Ketiga, pengenalan makanan sehat atau nutrisi dengan sayuran dan buah-buahan. Di setiap sekolah selalu ada kebun sekolah untuk membiasakan anak-anak bercocok tanam dan memperkenalkan makanan sehat, yaitu sayuran dan buah-buahan. Di samping dipetik langsung dari sekolah yang hanya sekali semusim, sekolah juga menyediakan sayuran seperti wortel dan buah-buahan seperti apel untuk setiap siswa dan dinikmati anak-anak secara bersama-sama untuk memastikan anak-anak terbiasa makan buah-buahan dan sayuran. Dampaknya cukup terasa, kalau di rumah anak agak sulit makan wortel mentah namun jika diajari dan dibiasakan gurunya di sekolah, satu wortel cepat habis, demikian juga apel.

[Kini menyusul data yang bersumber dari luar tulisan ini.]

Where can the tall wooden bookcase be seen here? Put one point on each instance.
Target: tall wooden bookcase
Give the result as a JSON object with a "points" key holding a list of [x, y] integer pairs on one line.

Keempat, belajar untuk kehidupan nyata melalui permainan "seperti sebenarnya" semisal menata ruang dan bermain dorongan bayi agar membahami perlunya peduli dan kehati-hatian dalam merawat yang lemah serta terbiasa mandiri yang ditambah juga permainan dapur, di mana guru telah menyiapkan beragam bahan masakan semisal tepung, telur dan semacamnya dan anak-anak disilahkan mengaduk dan mengolahnya secara bergantian sehingga diharapkan nantinya mereka (laki-laki atau perempuan) mampu mengurus urusan dasar di dapur secara mandiri, rapi dan bersih.
Itulah beberapa yang saya tangkap dari pertemuan dengan Tim Guru. Secara umum, pendidikan ditujukan untuk menyiapkan anak-anak agar bisa survive dalam kehidupan nyata yang sejalan dengan yang dianjurkan Jacques Dellor (UNESCO, 2000), yaitu: (1) belajar mengetahui (learning to know), (2) belajar berbuat (learning to do), (3) belajar menjadi diri sendiri (learning to be), dan (4) belajar hidup bersama (learning to live together). Untuk mencapai tujuan tersebut, kerja sama yang baik antara sekolah, orang tua dan anak sangat penting sehingga partisipasi orang tua murid merupakan sebuah keniscayaan.
[***]
Penulis adalah peneliti di The Inter-university Center for Social Science Theory and Methodology (ICS), University of Groningen, The Netherlands.